The shower is down the corridor. It is none too clean but wildly luxurious by army standards, with actual tile on the walls. Rio strips down and turns on the cold water, which, as she expects, is plenty warm, and in any event there is no hot water. She uses a bar of fragrant soap to shampoo her hair and carefully clean every square inch of grime from the rest of her.
“Wow,” Strand says, as she lets herself back into the room.
Rio hesitates a moment then closes the door behind her. Is she sending him a signal she doesn’t mean to send?
Or do I mean to send that exact signal?
“Should we taste that bubbly?” she says, striving to find a voice that sounds less like Rio the GI and more like Rio the girl from Gedwell Falls. This new-old voice sounds false to her, but Strand is not here to see her as she is now.
Is he?
“It would be a waste of a generous tip not to,” Strand agrees. He pops the cork and pours. Strand and Rio both drain their glasses and take the refill more slowly.
Strand sits in the only chair and pulls it close to the bed, where Rio perches on the edge of the mattress.
There’s nowhere to sit but the bed, Rio assures herself, but the shower and the distinct memory of Strand’s bicep have set off some turmoil within.
I can sit on a bed without it meaning anything.
A bed. With a man. In a hotel room.
With the door closed!
“I can’t believe you’re actually here,” Rio says, trying in vain to ignore the bickering voices in her head.

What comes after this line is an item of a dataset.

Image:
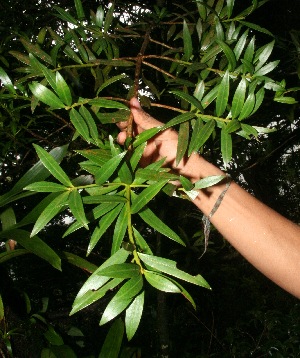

“I’m amazed at my own resourcefulness,” Strand says.
They fall silent, looking awkwardly in the direction of each other’s feet.
“So, really,” Strand says at last. “How has it been? Have you seen action?”
“I thought we weren’t talking about the war,” Rio teases, then relents. “Some.”
“Some?” He draws a packet from his pocket and carefully unfolds a piece of newspaper. “Do you know about this?”